Associate Professor Marjorie Howes, of BC’s English Department and the Irish Studies program, with Claire Connolly of University College Cork, served as a general editor of Cambridge University Press’s Irish Literature in Transition. This six-volume series tracks patterns of transmission and transformation between and across the centuries of Irish literature since 1700. “I think we can by now speak of an Irish tradition’, Seamus Heaney wrote in 1977,  and the international popularity of various kinds of Irish writing since then adds an even firmer sense of an achieved literary tradition.  But the apparent certainty with which we now use the term “Irish literature” can blind us to its long birth across centuries of conflict and change— and to its shifting meanings in a changing present. Collectively these volumes explore questions such as the following: when did the category of Irish literature emerge, how did that happen, and what came before? How did various locations around the globe—not only in England and the United States, but in Europe, Asia, and the Southern hemisphere—contribute to the making of a body of works, processes, and practices we call Irish literature? Irish Literature in Transition seeks to capture the richness of the Irish tradition by treating it not as something fixed and past, but as a constantly moving target.   
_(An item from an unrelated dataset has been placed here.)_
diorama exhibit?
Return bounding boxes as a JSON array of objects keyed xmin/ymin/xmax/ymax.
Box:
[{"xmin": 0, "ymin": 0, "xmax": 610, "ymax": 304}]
The six volumes encourage reader to think critically about the uses, strengths, and limits of a “survey,” most of which are typically organized according to single categories such as author, genre, theme, or critical approach. By combining rather than choosing one organizing category, this series suggests possible alternatives to the volumes as published— gesturing towards material that could have been included but was not because choices had to be made.  Irish Literature in Transition thus seeks to retain a traditional survey’s ambition to be as inclusive as possible, but also to redefine the idea of comprehensiveness. Each volume intervenes in continuing critical conversations, charting the contours of literary history across the centuries and highlighting the significance of change as a felt, lived force. 

In addition to her role as series co-editor, BC’s Marjorie Howes edited volume four of Irish Literature in Transition, which covers the crucial period of the 1916 Easter Rising and the writing of Yeats, Joyce, Beckett, and Lady Gregory. Contributing editors of the individual volumes also include Matthew Campbell, Claire Connolly, Eric Falci, Moyra Haslett, Eve Patten and Paige Reynolds.